Rust: Match on repr(C) enum returned from C library with unknown value leads to UB

Created on 3 Oct 2016 · 20Comments · Source: rust-lang/rust

Summary

It is not uncommon for C libraries to add more values to an enum in their API while considering it a non-breaking change. However, with a rust library linked to the C library it causes undefined behavior when the change is made if the rust enum definition is not updated.

Examples

I've reduced the issue down to this sample code where get_bad_kind() represents a call into a C library that returns a new enum value unknown to rust which leads to a crash at runtime (signal: 11, SIGSEGV: invalid memory reference or stack overflow): https://play.rust-lang.org/?gist=f066d8e489a6e220866958065891a812&version=stable&backtrace=0

The C version of this code does not result in this issue, instead it hits the default case and returns -1: https://gist.github.com/tcosprojects/49d0c809d40b8f008e25dacf49c508bf

Tested on

rustc 1.12.0 (3191fbae9 2016-09-23)
binary: rustc
commit-hash: 3191fbae9da539442351f883bdabcad0d72efcb6
commit-date: 2016-09-23
host: x86_64-unknown-linux-gnu
release: 1.12.0

and

rustc 1.12.0 (3191fbae9 2016-09-23)
binary: rustc
commit-hash: 3191fbae9da539442351f883bdabcad0d72efcb6
commit-date: 2016-09-23
host: i686-pc-windows-msvc
release: 1.12.0

Discussion

Discussing the issue on the #rust channel led to the following:

A binding library would need to match the rust definition of the enum with the C definition exactly at all times when linked to a C library to prevent either this undefined behavior or passing unsupported flags to older versions of the C library. This could be done in the cargo build script that checks the C library version and enables feature flags for these enum values. It would still not not guarantee safety though when using dynamically linked libraries. Or it could be resolved by not using repr(C) enums and instead translating them at runtime with a function that handles invalid values. If the latter should be done, it would be helpful to have it mentioned in the docs somewhere. It also makes me uncertain what the purpose of repr(C) enum is, if not to be compatible with and used with C FFI calls.

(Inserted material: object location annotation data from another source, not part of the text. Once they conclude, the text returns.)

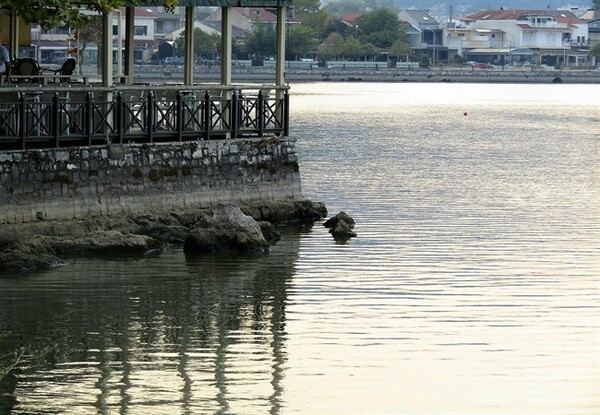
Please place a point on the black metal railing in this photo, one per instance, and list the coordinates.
(65, 116)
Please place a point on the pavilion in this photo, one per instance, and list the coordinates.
(45, 110)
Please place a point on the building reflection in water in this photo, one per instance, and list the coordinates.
(154, 335)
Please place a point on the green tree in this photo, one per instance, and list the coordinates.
(332, 46)
(205, 44)
(300, 40)
(262, 41)
(353, 48)
(336, 25)
(342, 7)
(380, 27)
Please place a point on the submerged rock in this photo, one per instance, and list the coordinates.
(42, 251)
(342, 230)
(341, 226)
(269, 231)
(303, 212)
(226, 230)
(200, 229)
(26, 255)
(332, 222)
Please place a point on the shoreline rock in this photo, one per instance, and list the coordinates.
(247, 228)
(341, 226)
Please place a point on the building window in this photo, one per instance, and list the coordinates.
(141, 30)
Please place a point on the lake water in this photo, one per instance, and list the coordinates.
(472, 287)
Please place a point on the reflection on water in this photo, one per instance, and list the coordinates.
(199, 335)
(472, 286)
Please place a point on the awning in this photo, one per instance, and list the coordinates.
(231, 3)
(522, 52)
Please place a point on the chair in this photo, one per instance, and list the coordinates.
(67, 69)
(26, 67)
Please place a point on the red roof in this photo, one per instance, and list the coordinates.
(561, 16)
(257, 14)
(350, 17)
(140, 12)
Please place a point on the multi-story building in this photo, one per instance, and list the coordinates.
(547, 37)
(424, 33)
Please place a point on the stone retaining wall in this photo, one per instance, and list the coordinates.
(69, 183)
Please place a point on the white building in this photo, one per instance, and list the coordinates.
(547, 37)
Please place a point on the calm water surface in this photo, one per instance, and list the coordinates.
(472, 287)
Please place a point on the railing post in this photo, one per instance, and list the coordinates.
(120, 117)
(150, 116)
(23, 119)
(233, 114)
(179, 115)
(286, 113)
(261, 113)
(207, 115)
(89, 117)
(56, 124)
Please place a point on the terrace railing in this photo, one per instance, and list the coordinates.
(79, 116)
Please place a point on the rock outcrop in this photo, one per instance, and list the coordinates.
(42, 251)
(227, 229)
(341, 226)
(224, 228)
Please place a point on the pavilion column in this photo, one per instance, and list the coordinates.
(106, 53)
(129, 44)
(280, 59)
(188, 62)
(14, 35)
(226, 45)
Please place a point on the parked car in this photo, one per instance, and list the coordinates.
(172, 60)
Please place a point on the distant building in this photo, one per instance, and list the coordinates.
(425, 35)
(547, 37)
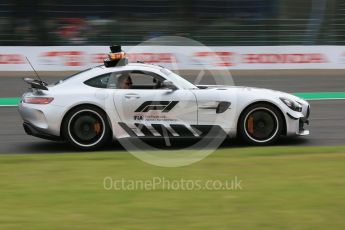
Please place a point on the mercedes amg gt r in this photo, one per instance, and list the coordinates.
(136, 100)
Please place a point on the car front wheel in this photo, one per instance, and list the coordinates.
(261, 124)
(86, 127)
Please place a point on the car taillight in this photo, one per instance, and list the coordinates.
(38, 100)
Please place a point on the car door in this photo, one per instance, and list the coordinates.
(147, 109)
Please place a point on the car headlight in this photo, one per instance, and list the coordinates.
(291, 104)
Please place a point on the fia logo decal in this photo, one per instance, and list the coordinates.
(164, 106)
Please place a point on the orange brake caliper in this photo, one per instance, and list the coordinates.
(97, 127)
(250, 125)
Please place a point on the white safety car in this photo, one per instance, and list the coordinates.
(136, 100)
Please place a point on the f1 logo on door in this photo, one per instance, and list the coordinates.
(164, 106)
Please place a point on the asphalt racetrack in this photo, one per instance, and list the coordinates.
(327, 121)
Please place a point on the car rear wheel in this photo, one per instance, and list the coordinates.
(261, 124)
(86, 127)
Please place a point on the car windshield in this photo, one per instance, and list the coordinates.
(178, 79)
(74, 75)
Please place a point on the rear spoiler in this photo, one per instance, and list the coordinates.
(36, 84)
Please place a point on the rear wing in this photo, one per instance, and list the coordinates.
(36, 84)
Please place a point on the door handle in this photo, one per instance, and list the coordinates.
(132, 95)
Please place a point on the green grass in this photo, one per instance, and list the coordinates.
(282, 188)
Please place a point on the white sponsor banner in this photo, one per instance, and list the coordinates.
(74, 58)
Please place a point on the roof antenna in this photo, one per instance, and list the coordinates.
(33, 69)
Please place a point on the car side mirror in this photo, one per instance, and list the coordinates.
(169, 85)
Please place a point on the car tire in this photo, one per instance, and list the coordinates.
(260, 124)
(86, 128)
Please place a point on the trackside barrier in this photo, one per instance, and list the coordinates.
(75, 58)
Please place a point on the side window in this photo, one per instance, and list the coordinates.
(140, 80)
(103, 81)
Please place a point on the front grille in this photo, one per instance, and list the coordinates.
(301, 125)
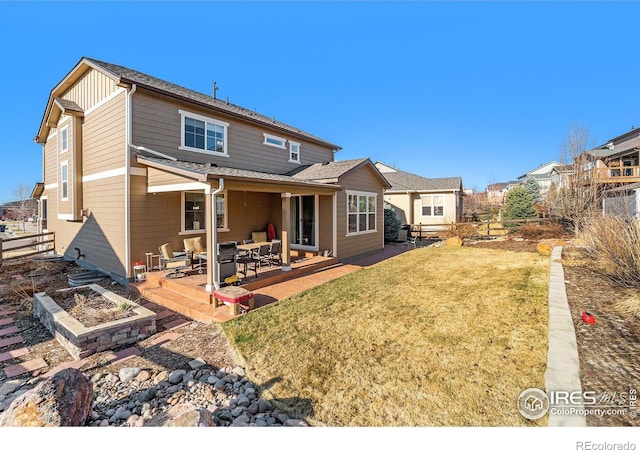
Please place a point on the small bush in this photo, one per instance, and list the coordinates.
(461, 230)
(614, 244)
(534, 232)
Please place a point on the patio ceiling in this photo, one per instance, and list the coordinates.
(165, 175)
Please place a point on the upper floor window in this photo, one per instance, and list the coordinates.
(294, 152)
(203, 134)
(64, 140)
(64, 180)
(432, 205)
(361, 212)
(275, 141)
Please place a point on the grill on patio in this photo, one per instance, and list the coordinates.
(226, 260)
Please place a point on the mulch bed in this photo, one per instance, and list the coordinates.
(609, 349)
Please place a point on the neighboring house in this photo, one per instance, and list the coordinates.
(542, 175)
(615, 169)
(419, 200)
(616, 162)
(496, 192)
(622, 201)
(559, 175)
(132, 162)
(20, 209)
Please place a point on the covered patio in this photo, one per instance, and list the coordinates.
(239, 202)
(189, 296)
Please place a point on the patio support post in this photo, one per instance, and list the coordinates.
(211, 226)
(211, 254)
(286, 223)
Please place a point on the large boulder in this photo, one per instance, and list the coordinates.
(183, 415)
(64, 400)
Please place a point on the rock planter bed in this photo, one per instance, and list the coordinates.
(80, 340)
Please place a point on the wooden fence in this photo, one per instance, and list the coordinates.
(484, 228)
(26, 245)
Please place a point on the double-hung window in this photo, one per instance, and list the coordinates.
(203, 134)
(361, 212)
(64, 140)
(64, 180)
(432, 205)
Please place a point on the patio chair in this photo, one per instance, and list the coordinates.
(262, 255)
(170, 260)
(246, 260)
(193, 247)
(274, 252)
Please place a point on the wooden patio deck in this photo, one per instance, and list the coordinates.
(187, 295)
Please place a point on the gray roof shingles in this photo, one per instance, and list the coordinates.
(142, 79)
(214, 171)
(324, 171)
(405, 181)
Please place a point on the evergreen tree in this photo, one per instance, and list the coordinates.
(518, 204)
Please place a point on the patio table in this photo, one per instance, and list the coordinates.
(251, 247)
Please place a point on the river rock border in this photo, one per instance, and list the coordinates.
(81, 341)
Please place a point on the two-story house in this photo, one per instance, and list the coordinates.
(614, 169)
(543, 176)
(131, 162)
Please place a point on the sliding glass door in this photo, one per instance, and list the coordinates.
(304, 221)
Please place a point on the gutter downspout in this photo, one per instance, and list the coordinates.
(212, 251)
(127, 182)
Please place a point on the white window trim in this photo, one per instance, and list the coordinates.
(291, 152)
(191, 115)
(277, 138)
(184, 232)
(64, 164)
(62, 133)
(431, 196)
(43, 199)
(367, 194)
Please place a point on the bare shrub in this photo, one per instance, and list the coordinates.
(461, 230)
(630, 305)
(550, 230)
(614, 244)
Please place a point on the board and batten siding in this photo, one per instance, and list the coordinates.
(99, 235)
(104, 136)
(90, 89)
(450, 209)
(361, 179)
(157, 125)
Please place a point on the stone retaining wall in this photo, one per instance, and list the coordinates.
(81, 341)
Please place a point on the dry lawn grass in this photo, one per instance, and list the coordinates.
(432, 337)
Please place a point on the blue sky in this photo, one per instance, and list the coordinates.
(481, 90)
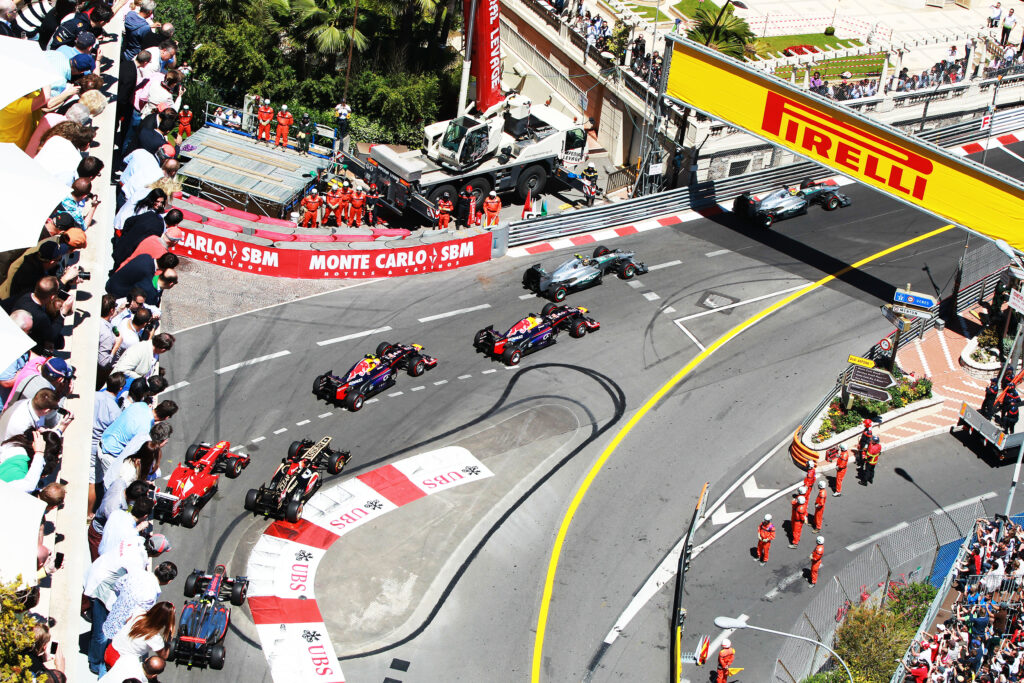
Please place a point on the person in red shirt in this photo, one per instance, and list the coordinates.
(184, 122)
(819, 506)
(766, 534)
(355, 208)
(797, 519)
(285, 119)
(815, 556)
(264, 115)
(444, 208)
(333, 202)
(311, 205)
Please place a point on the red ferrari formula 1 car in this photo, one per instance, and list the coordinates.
(204, 621)
(535, 332)
(375, 373)
(297, 479)
(194, 482)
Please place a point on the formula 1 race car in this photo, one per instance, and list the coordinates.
(375, 373)
(788, 202)
(534, 332)
(296, 479)
(203, 623)
(194, 482)
(580, 272)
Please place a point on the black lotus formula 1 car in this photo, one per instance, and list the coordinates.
(296, 479)
(581, 271)
(375, 373)
(788, 202)
(535, 332)
(204, 621)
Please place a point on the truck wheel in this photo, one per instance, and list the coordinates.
(189, 515)
(531, 181)
(217, 655)
(239, 593)
(192, 585)
(293, 512)
(439, 190)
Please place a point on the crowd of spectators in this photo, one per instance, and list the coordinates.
(982, 638)
(130, 628)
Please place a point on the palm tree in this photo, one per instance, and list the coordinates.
(722, 31)
(329, 26)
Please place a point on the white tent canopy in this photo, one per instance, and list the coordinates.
(29, 194)
(26, 69)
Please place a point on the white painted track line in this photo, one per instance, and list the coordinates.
(460, 311)
(251, 361)
(354, 335)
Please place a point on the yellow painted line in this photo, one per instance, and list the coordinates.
(549, 583)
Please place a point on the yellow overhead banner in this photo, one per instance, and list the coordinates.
(875, 155)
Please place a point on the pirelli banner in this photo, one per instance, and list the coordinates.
(873, 154)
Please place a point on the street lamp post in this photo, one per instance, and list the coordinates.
(735, 624)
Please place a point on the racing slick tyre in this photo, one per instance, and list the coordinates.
(189, 515)
(512, 356)
(239, 590)
(416, 367)
(353, 401)
(217, 655)
(293, 512)
(192, 585)
(336, 463)
(233, 469)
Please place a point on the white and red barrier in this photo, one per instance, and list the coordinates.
(338, 263)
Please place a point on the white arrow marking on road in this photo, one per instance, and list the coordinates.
(751, 489)
(721, 516)
(354, 335)
(715, 644)
(438, 316)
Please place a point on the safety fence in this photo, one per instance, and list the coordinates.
(925, 550)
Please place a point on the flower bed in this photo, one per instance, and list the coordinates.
(838, 419)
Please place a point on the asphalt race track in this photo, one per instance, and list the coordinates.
(450, 588)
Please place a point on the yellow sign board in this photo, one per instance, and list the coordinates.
(872, 154)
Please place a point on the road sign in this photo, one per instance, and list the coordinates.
(879, 379)
(900, 323)
(1017, 301)
(913, 299)
(912, 312)
(867, 392)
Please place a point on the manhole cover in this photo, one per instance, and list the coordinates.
(716, 300)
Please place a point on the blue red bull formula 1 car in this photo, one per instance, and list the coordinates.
(204, 621)
(535, 332)
(375, 373)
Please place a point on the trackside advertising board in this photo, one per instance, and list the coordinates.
(338, 263)
(876, 155)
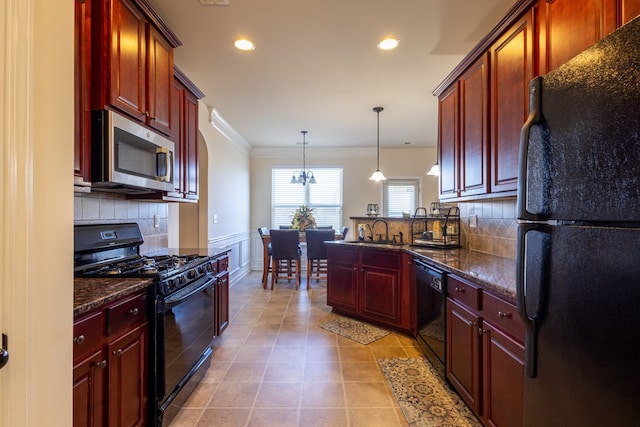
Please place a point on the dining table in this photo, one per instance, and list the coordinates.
(265, 254)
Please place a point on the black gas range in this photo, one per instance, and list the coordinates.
(182, 324)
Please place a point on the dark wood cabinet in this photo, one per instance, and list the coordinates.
(127, 366)
(511, 71)
(479, 134)
(485, 353)
(449, 142)
(371, 284)
(82, 94)
(159, 83)
(342, 279)
(136, 65)
(380, 286)
(568, 27)
(463, 353)
(89, 379)
(503, 377)
(474, 137)
(221, 293)
(186, 170)
(629, 9)
(110, 354)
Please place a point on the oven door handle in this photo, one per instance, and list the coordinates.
(173, 302)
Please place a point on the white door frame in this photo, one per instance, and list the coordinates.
(36, 254)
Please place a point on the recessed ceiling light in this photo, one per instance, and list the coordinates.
(388, 44)
(244, 44)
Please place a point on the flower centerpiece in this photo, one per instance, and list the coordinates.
(303, 218)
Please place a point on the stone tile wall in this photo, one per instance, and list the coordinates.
(94, 208)
(496, 230)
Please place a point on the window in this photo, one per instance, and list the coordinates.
(325, 197)
(400, 195)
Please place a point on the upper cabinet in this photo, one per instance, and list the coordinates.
(483, 103)
(511, 70)
(463, 138)
(567, 27)
(134, 63)
(124, 62)
(186, 169)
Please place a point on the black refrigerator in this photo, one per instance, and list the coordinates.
(578, 260)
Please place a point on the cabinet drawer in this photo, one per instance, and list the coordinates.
(503, 315)
(223, 264)
(342, 255)
(463, 292)
(87, 334)
(126, 314)
(381, 260)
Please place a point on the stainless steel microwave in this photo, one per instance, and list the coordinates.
(127, 157)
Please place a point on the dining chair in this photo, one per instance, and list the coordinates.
(266, 247)
(285, 255)
(317, 253)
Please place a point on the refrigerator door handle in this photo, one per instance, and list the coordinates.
(535, 89)
(531, 316)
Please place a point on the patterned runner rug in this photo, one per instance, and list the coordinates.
(425, 399)
(355, 330)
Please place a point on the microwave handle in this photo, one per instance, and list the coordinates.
(167, 163)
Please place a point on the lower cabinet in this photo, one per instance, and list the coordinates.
(222, 303)
(370, 284)
(485, 353)
(110, 364)
(221, 292)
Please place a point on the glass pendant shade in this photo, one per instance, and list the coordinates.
(378, 175)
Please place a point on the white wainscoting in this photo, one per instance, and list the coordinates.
(240, 254)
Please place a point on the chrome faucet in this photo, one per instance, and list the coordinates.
(386, 226)
(370, 231)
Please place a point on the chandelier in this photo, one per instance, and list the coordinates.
(302, 176)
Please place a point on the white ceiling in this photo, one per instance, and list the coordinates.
(316, 66)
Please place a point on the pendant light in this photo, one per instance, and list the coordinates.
(301, 177)
(378, 175)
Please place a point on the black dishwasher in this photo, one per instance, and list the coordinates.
(431, 292)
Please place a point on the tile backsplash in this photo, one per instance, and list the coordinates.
(495, 233)
(93, 208)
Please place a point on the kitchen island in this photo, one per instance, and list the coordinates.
(482, 333)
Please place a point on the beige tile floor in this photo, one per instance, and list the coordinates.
(274, 366)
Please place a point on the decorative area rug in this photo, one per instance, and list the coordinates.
(355, 330)
(425, 400)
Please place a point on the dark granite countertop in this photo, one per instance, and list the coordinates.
(490, 271)
(95, 292)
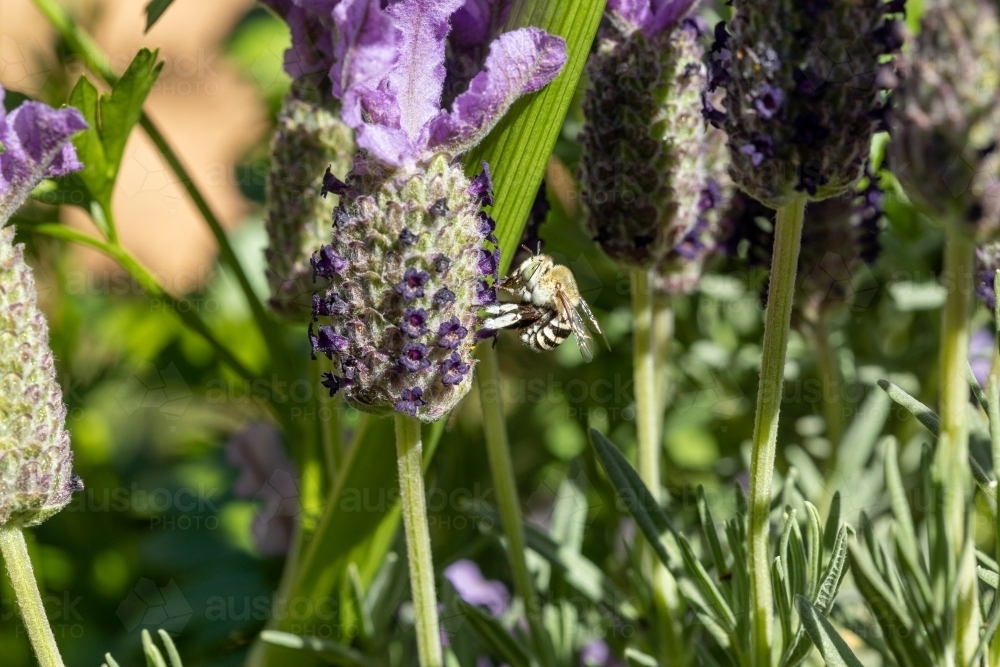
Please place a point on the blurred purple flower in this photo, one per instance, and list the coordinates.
(267, 476)
(35, 139)
(389, 73)
(981, 354)
(475, 589)
(650, 16)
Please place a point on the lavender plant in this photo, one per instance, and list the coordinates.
(802, 92)
(36, 462)
(412, 257)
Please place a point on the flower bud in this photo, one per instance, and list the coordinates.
(412, 261)
(310, 136)
(36, 463)
(798, 86)
(948, 110)
(648, 157)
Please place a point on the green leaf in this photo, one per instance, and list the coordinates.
(636, 658)
(332, 652)
(833, 648)
(924, 414)
(111, 118)
(494, 635)
(711, 533)
(519, 147)
(889, 612)
(633, 492)
(153, 656)
(154, 10)
(168, 643)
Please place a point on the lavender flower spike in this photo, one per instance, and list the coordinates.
(35, 139)
(390, 73)
(36, 462)
(413, 258)
(653, 173)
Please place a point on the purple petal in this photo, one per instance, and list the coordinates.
(666, 15)
(36, 146)
(474, 23)
(475, 589)
(367, 49)
(418, 78)
(520, 62)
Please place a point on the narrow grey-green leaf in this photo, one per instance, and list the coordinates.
(833, 648)
(494, 635)
(154, 10)
(636, 658)
(711, 533)
(153, 656)
(924, 414)
(637, 498)
(172, 654)
(332, 652)
(519, 147)
(814, 538)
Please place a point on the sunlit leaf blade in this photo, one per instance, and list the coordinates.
(924, 414)
(637, 498)
(153, 656)
(519, 147)
(494, 635)
(154, 10)
(332, 652)
(833, 648)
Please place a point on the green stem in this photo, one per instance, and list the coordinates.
(829, 375)
(418, 540)
(952, 455)
(647, 416)
(663, 337)
(95, 60)
(781, 288)
(29, 600)
(498, 450)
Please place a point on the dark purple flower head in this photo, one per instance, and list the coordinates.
(474, 588)
(412, 285)
(453, 370)
(410, 400)
(651, 16)
(389, 73)
(414, 357)
(451, 334)
(414, 322)
(35, 139)
(326, 262)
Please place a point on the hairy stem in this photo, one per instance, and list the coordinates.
(647, 414)
(418, 540)
(29, 600)
(498, 450)
(952, 455)
(781, 288)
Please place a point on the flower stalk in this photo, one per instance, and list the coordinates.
(409, 452)
(29, 600)
(951, 458)
(645, 381)
(777, 321)
(502, 469)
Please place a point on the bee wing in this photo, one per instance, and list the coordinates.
(593, 321)
(570, 315)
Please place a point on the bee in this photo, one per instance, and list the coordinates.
(541, 300)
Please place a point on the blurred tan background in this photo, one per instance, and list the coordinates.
(209, 112)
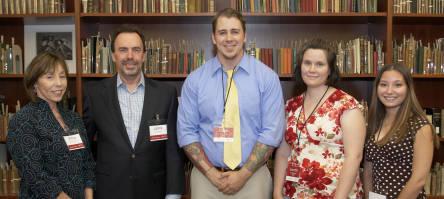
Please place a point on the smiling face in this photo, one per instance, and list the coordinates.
(128, 54)
(51, 86)
(392, 90)
(314, 68)
(229, 38)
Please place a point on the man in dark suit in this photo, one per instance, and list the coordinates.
(134, 121)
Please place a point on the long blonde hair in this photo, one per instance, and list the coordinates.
(409, 107)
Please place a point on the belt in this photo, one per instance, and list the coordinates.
(223, 169)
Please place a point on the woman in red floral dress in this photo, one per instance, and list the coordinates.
(324, 139)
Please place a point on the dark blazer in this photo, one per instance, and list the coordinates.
(151, 169)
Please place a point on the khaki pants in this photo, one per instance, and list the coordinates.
(259, 186)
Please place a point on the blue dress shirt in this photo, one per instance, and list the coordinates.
(261, 107)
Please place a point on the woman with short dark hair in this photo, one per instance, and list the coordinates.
(324, 139)
(48, 143)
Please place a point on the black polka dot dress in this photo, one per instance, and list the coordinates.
(392, 163)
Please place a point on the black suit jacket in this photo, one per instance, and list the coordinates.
(151, 169)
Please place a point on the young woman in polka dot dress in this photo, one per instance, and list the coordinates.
(399, 146)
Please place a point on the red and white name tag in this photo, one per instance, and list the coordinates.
(292, 171)
(223, 134)
(158, 132)
(74, 142)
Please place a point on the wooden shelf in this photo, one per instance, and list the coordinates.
(11, 76)
(315, 18)
(435, 197)
(417, 19)
(428, 76)
(350, 76)
(148, 18)
(154, 76)
(37, 15)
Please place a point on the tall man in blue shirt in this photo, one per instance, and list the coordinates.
(209, 127)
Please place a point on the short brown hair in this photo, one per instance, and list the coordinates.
(330, 53)
(126, 28)
(40, 65)
(228, 12)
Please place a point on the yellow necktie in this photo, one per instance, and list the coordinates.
(232, 150)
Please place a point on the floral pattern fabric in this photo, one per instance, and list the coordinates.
(317, 149)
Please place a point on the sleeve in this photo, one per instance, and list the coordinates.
(88, 118)
(23, 145)
(273, 113)
(88, 161)
(188, 115)
(175, 156)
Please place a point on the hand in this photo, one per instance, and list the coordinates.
(88, 193)
(235, 180)
(216, 178)
(62, 195)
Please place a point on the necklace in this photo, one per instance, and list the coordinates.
(306, 119)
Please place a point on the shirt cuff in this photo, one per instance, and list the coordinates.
(173, 196)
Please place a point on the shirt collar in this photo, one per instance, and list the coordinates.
(120, 82)
(243, 64)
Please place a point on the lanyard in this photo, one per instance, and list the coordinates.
(306, 119)
(229, 87)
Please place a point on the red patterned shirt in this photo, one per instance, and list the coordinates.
(317, 155)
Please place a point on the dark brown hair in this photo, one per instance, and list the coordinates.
(330, 53)
(229, 13)
(126, 28)
(409, 107)
(41, 64)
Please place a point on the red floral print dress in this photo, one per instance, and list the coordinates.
(317, 156)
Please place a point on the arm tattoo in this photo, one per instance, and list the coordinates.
(259, 155)
(198, 157)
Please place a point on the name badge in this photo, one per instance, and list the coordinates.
(223, 134)
(292, 171)
(74, 142)
(158, 132)
(373, 195)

In any case, as a C programmer this bug was surprising and took some significant debugging. It required going into the assembly output of the match statement to see it jump based on the constant of the highest value from the rust enum definition and then corrupt the stack to pin down the cause of the crash.

A warning about this compatibility issue regarding repr(C) enum in the FFI docs would be helpful. I suspect it is not uncommon for rust bindings libraries to use repr(C) enum this way while expecting it to work.

If the match expression could jump to unreachable!() in debug builds when encountering an unknown value on a repr(C) enum type it would help catch this issue without so much debugging.

Questions

In the discussion on #rust there was some disagreement over whether this is undefined behavior for C. Is it?
In the discussion there was also disagreement over whether this should be considered a breaking ABI change by the C library. In practice it does not seem uncommon for C libraries to do this while considering it non-breaking. Is it?
Should this be a concern for rustc? Or handled elsewhere?
Is it possible for rust to match the behavior of the C program's switch when an enum is repr(C)?

C-feature-request T-lang

Source

tcosprojects

Most helpful comment

The worst part of UB is that it _might_ just do the "reasonable" thing you'd want...

cuviper on 21 May 2017

😄4 👍3

All 20 comments

match in Rust has exhaustive semantics and it is very prominently documented pretty much everywhere where match is mentioned. repr(C) only changes the representation of the enum (i.e. how it appears in memory) to match C representation, but no representational change affects (or should affect) the behaviour of rust expressions.

TL;DR: match is match, not switch by design, no matter what representation the enum has.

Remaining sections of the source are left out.